Simple Errors Be dilligent when manipulating text directly now that characters occupy more than 1 byte. Frequently this just means multiplying some value by the size of an element such as when calulating the number of bytes occupied by a run of text (or use tmemcpy):
```
    siz = (src - start + 1) * sizeof *src;
```

There are most certainly other problems and incompatabilies that I have omitted here. If you encounter any such example, please drop me a mail.

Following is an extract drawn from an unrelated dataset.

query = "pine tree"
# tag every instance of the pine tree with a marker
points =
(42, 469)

TCHAR in Microsoft Windows

For programmers that have used the variety of string handling functions on the Microsoft Windows platform this character abstraction technique should look familar. It is indeed the same. The abstract character type in the Win32 environment is named TCHAR in uppercase rather than lower and the string functions are prefixed with _tcs like _tcsncpy rather than tcsncpy but after macro processing the resulting code is the same. The identifier names where chosen to be the same as those found on Windows (minus a few Windows coding conventions that clash with Unix/Linux conventions) simply becuase the Windows platform is very popular and there was no practical reason to use different names. The exception is that USE_WCHAR is used to signal that wide characters should be used rather than _UNICODE because on Unix and Unix-like systems multi-byte strings support Unicode in the UTF-8 locale which would make the _UNICODE macro somewhat inaccurate.